Ou seja, a autora peticiona uma indemnização por danos não patrimoniais que fundamenta nas lesões e sequelas sofridas pelo marido em consequência de acidente de trabalho, da responsabilidade da recorrente, sem que alegue um único facto ilícito gerador de responsabilidade civil nos termos do artigo 483º do Código Civil.

Não se trata aqui da análise de uma situação autonomizada – o direito de indemnização reclamado pela autora - em relação a toda a factualidade consubstanciadora que conduziu a esse direito, isto é, o acidente de trabalho.
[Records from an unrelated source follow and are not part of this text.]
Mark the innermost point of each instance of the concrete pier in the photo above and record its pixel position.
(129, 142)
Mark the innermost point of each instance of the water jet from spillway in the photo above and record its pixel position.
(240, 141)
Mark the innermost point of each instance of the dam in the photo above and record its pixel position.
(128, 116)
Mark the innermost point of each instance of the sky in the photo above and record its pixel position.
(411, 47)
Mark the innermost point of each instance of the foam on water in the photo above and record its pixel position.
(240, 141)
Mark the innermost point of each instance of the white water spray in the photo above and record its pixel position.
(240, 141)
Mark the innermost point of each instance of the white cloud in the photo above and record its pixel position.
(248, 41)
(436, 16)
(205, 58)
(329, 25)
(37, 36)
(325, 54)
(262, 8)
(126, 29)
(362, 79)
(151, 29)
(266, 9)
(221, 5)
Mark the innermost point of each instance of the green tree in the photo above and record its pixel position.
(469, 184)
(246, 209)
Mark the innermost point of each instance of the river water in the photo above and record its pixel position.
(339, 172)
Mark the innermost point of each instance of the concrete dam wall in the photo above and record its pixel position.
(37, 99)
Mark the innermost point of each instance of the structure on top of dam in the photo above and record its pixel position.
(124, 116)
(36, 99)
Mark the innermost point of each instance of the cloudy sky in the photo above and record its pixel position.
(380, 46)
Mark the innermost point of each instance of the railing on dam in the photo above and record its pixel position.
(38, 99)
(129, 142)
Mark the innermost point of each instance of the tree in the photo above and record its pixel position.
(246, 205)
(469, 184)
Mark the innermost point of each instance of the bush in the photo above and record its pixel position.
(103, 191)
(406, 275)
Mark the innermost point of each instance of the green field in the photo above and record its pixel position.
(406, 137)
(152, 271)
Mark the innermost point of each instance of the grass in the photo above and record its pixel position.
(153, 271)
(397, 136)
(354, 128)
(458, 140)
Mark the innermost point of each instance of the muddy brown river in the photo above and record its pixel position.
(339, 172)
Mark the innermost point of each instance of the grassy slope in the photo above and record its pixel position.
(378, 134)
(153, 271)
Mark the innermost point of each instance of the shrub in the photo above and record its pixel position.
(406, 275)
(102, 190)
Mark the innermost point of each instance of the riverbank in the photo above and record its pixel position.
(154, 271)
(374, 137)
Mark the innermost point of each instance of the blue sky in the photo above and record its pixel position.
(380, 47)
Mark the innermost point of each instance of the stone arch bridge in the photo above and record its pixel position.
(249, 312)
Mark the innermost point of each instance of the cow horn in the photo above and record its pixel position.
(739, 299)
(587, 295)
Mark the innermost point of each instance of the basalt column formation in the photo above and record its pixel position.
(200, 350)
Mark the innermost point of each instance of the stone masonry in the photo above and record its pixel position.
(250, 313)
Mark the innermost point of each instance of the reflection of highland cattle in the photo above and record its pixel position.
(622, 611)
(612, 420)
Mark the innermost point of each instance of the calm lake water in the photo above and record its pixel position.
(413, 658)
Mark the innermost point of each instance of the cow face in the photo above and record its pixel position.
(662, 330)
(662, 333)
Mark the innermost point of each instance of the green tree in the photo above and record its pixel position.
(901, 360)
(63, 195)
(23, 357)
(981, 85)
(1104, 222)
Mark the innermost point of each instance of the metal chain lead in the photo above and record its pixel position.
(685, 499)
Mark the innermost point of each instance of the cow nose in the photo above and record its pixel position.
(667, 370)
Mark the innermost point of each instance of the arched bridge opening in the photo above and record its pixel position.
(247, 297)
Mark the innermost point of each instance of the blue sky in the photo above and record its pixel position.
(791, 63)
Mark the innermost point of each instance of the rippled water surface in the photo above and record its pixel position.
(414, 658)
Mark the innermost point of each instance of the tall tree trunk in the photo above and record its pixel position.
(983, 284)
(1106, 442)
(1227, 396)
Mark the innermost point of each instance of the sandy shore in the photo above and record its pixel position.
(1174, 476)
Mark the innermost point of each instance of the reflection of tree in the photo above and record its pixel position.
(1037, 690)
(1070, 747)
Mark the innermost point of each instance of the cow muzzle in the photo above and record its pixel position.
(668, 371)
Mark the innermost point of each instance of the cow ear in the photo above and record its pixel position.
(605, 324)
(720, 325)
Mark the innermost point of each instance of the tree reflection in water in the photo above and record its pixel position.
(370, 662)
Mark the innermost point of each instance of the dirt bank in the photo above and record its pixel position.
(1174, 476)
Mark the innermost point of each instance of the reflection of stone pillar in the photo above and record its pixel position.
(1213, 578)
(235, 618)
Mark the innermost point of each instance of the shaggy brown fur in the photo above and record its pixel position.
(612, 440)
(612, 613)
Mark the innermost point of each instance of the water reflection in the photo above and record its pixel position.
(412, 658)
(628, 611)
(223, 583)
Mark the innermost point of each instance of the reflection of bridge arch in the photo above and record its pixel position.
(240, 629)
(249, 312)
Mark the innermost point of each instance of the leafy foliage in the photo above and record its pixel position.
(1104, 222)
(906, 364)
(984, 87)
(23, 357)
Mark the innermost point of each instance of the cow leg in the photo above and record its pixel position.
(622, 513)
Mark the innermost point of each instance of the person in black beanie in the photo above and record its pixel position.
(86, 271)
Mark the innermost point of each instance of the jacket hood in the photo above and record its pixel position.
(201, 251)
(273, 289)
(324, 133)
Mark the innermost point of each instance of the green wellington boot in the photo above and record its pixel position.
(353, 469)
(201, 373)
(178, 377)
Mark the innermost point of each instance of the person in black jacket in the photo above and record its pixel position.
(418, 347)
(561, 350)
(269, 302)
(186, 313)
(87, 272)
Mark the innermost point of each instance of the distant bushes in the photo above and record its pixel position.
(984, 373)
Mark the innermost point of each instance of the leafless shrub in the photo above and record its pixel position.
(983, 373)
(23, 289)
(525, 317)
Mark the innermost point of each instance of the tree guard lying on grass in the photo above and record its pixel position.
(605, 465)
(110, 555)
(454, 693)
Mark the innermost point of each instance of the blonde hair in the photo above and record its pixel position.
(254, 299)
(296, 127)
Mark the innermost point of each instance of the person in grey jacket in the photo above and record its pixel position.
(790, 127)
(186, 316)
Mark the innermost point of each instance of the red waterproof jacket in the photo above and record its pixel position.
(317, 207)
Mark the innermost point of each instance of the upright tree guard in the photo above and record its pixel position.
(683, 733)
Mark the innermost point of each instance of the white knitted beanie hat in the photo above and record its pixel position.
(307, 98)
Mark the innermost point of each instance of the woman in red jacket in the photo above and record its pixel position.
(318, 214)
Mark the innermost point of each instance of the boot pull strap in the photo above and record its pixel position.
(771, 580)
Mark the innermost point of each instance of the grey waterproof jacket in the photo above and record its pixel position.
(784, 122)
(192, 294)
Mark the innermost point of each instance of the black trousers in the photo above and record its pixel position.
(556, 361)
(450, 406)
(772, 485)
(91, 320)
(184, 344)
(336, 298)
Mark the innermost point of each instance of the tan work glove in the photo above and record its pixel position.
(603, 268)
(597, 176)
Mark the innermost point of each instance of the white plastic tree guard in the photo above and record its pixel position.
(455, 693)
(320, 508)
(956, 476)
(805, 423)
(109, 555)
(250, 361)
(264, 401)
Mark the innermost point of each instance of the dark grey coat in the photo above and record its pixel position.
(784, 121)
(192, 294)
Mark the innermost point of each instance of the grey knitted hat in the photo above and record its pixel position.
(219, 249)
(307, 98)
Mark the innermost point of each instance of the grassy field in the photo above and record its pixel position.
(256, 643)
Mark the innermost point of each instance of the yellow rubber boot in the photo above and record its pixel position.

E que assim é, foi reconhecido pelo próprio Tribunal a quo, quando na audiência preliminar, a respeito da identificação do objeto do litígio, fez consignar que «[a] presente acção destina-se a responsabilizar a CC – Companhia de Seguros, S.A., pelos danos não patrimoniais causados em consequência do acidente de trabalho de que foi vítima o marido (da autora), …, e que lhe causou disfunção eréctil» [...].

Só assim se compreende, outrossim, que a autora tenha demandado a ré seguradora, por via da transferência das responsabilidades através da celebração obrigatória do contrato de seguro havido com a entidade patronal em sede de acidentes de trabalho.

Ora, a aptidão para o tratamento das questões específicas relativas a acidentes de trabalho, e doenças profissionais encontra-se deferida aos Tribunais de Trabalho por força do disposto no artigo 126º, nº 1, alínea c) da LOSJ.

Como se escreveu no acórdão do STJ de 30.04.2019 [...], «[c]onsagra-se, assim, o princípio da absorção das competências, o que equivale a dizer que tendo os Tribunais de trabalho a competência exclusiva para a apreciação das problemáticas decorrentes dos acidentes de trabalho, a eles competirá, mutatis mutandis, igualmente, o conhecimento de todas as questões cíveis relacionadas com aqueles que prestem apoio ou reparação aos respectivos sinistrados».

O recurso merece, pois, provimento."
 
*3. [Comentário] O art. 126.º, n.º 1, al. c), LOSJ estabelece que "compete aos juízos do trabalho conhecer, em matéria cível [...] das questões emergentes de acidentes de trabalho e doenças profissionais". Os danos indirectos provocados num terceiro não são necessariamente "questões emergentes de acidentes de trabalho". No entanto, o mais importante é uma constância jurisprudencial sobre a questão, evitando discussões infindáveis sobre soluções que não são inequívocas nem num sentido, nem no outro.